NYSE Euronext prévoit la délocalisation de sa plateforme informatique des marchés « actions et obligations » d’ici à 2010. La plateforme d’Aubervilliers fonctionnera alors en sauvegarde de son homologue londonienne.
Londres, localisée hors de la zone Euro, deviendra le centre primaire de cotation des actions et obligations de la zone Euro.
Dans le cadre de la dérégulation des marchés financiers induits par la Directive MIFID de nouveaux opérateurs « Bourses alternatives » comme les plateformes CHI-X ou BATS Europe se sont développées et elles mènent la vie dure aux bourses traditionnelles dont elles rognent les parts de marché en s’appuyant sur des coûts inférieurs. Ces entreprises à bas coûts, « les Ryan Air et Easy Jet » de la finance action et obligation sont les nouveaux tigres et s’appuient sur des outils technologiquement très performants.
Les arbitragistes londoniens assurent le volume d'ordre permettant de limiter la réduction des volumes traités. La vitesse d'exécution devenant un paramètre clé pour réduire le temps de latence entre le déclenchement des ordres et leur traitement par les plateformes, NYSE Euronext s'est engagée à rapprocher sa plateforme des arbitragistes londoniens. NYSE Euronext prétend dans ces nouvelles conditions compenser le désavantage qu'elle aurait vis à vis des « Bourses alternatives ».
Cependant compte tenu des performances accrues de l’informatique et des réseaux (fibre optique) on peut se demander si passer des ordres pour les arbitragistes sur un système situé à moins de 300 km ( Aubervilliers) est vraiment plus rapide que de le faire sur des plateformes situés en banlieue londonienne. La meilleure réponse n’aurait-elle pas été de rester parisien avec des plateformes aussi performantes que celles des « nouveaux tigres » !
Il est clair que deux ans après que Euronext ait été absorbé par le NYSE pour assurer son indépendance face à la place de Londres, le pilotage de l’ensemble est américain avec une externalisation des plateformes hors de Paris et sur la place de Londres. Les marchés « actions et obligations » en Euro vont être traités depuis des plateformes et des opérateurs situés hors de la zone « Euro ».
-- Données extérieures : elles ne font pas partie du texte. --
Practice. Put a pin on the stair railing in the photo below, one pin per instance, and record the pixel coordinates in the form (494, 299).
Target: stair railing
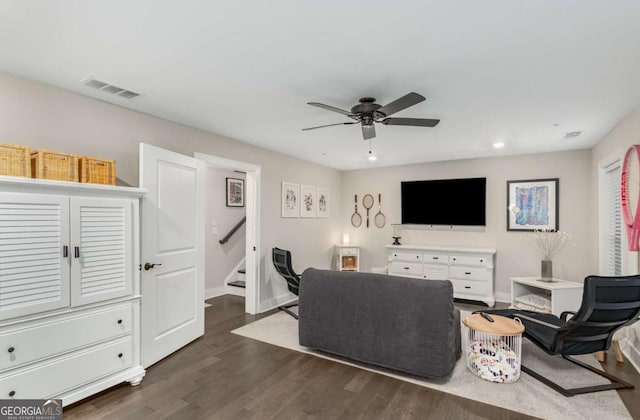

C’est le fruit d’une stratégie murie depuis trois ans et corollaire des difficultés d’Euronext à s’engager dans une négociation très avancée avec Deutsche Börse.
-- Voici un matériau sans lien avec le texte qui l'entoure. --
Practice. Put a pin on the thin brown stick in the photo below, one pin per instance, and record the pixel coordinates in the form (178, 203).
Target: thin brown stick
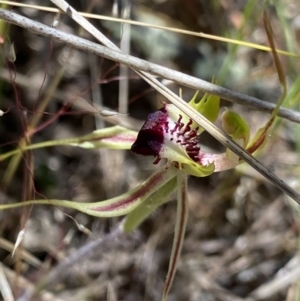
(131, 61)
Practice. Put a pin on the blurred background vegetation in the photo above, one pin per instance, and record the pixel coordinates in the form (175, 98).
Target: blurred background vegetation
(242, 235)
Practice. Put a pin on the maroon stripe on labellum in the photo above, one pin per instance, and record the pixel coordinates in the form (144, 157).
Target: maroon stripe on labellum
(157, 130)
(150, 138)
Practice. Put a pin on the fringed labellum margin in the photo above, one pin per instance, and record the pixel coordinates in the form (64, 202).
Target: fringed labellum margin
(170, 134)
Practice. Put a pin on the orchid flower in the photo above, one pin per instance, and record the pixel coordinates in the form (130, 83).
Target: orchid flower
(167, 134)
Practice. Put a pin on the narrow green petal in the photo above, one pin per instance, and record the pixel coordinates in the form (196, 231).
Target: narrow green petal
(138, 215)
(117, 206)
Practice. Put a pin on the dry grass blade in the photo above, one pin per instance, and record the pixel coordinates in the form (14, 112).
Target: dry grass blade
(192, 113)
(136, 63)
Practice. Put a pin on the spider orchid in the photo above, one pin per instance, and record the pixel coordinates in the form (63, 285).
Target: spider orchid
(167, 134)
Le schéma qui aurait pu être approfondi était que cette dernière confie son marché « actions et obligations » à Euronext et que les produits dérivés parisiens soient traités sur la place de Francfort. Dans ces conditions les volumes traités à Paris auraient été supérieurs et de ce fait plus compétitifs. Ce projet n’a pas été initialisé par les pouvoirs publics comme l’a été le projet « Airbus » mais par des opérateurs privés. Le résultat est que les ordinateurs Parisiens vont prendre l’Eurostar à destination de Londres. On pourra toujours se consoler en soulignant que ce dernier est fabriqué par Alsthom, joyau de l’industrie française.
Un projet pour Paris Europlace qui a terminé son symposium annuel il y a peu serait de déterminer dans quelles conditions des « Bourses alternatives concurrentielles » sur les marchés d’actions et d’obligations en « Euro » avec un centre de décision français pourraient être implantées en France.
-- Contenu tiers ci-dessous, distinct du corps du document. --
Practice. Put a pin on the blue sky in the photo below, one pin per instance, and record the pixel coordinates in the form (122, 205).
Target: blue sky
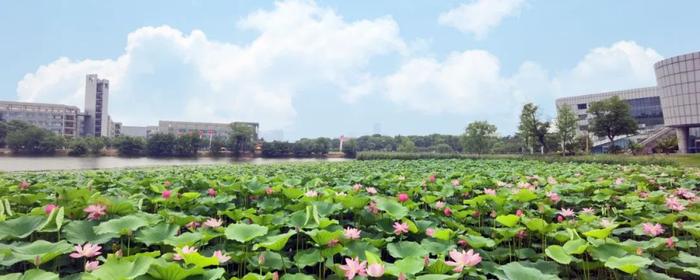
(328, 68)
Sous quelles conditions la place de Paris et l’Ile de France pourraient-elles devenir un centre à bas coûts « low cost » compétitif au niveau européen?
La plateforme à bas coûts «Turquoise » recherche des investisseurs il y a peut-être une opportunité de relancer le marché « actions et obligations » depuis Paris sur la zone Euro. Encore faut-il le vouloir et déployer la stratégie conséquente !
Quant aux produits dérivés il serait souhaitable que la place de Paris définisse rapidement un projet pour localiser dans la zone Euro la chambre de compensation des dérivés de gré à gré en euros. Sur ce sujet les autorités de tutelle françaises sont discrètes et la commission européenne l’est autant.
Si rien n’est fait rapidement dans ce domaine la place de Londres se positionnera également sur les dérivés en euros.
Ce projet stratégique devrait faire partie de ceux sélectionnés dans le cadre du « Grand emprunt ». N’oublions pas que les plus grandes banques britanniques dont RBS ont été nationalisées pour ne pas faire faillite par l’actuel gouvernement britannique, sans quoi toute la place de Londres en aurait été affectée.
Le système bancaire britannique ne tient debout que grâce à ces nationalisations massives qui lui ont évité la faillite et les français ne devraient pas avoir d’état d’âme pour financer des projets financiers, sur fonds publics, qui portent la place de Paris et consolident sa position.
Il est clair dans ce domaine que c’est l’intention qui est déterminante. Les prochaines semaines nous feront connaître les orientations prises en la matière !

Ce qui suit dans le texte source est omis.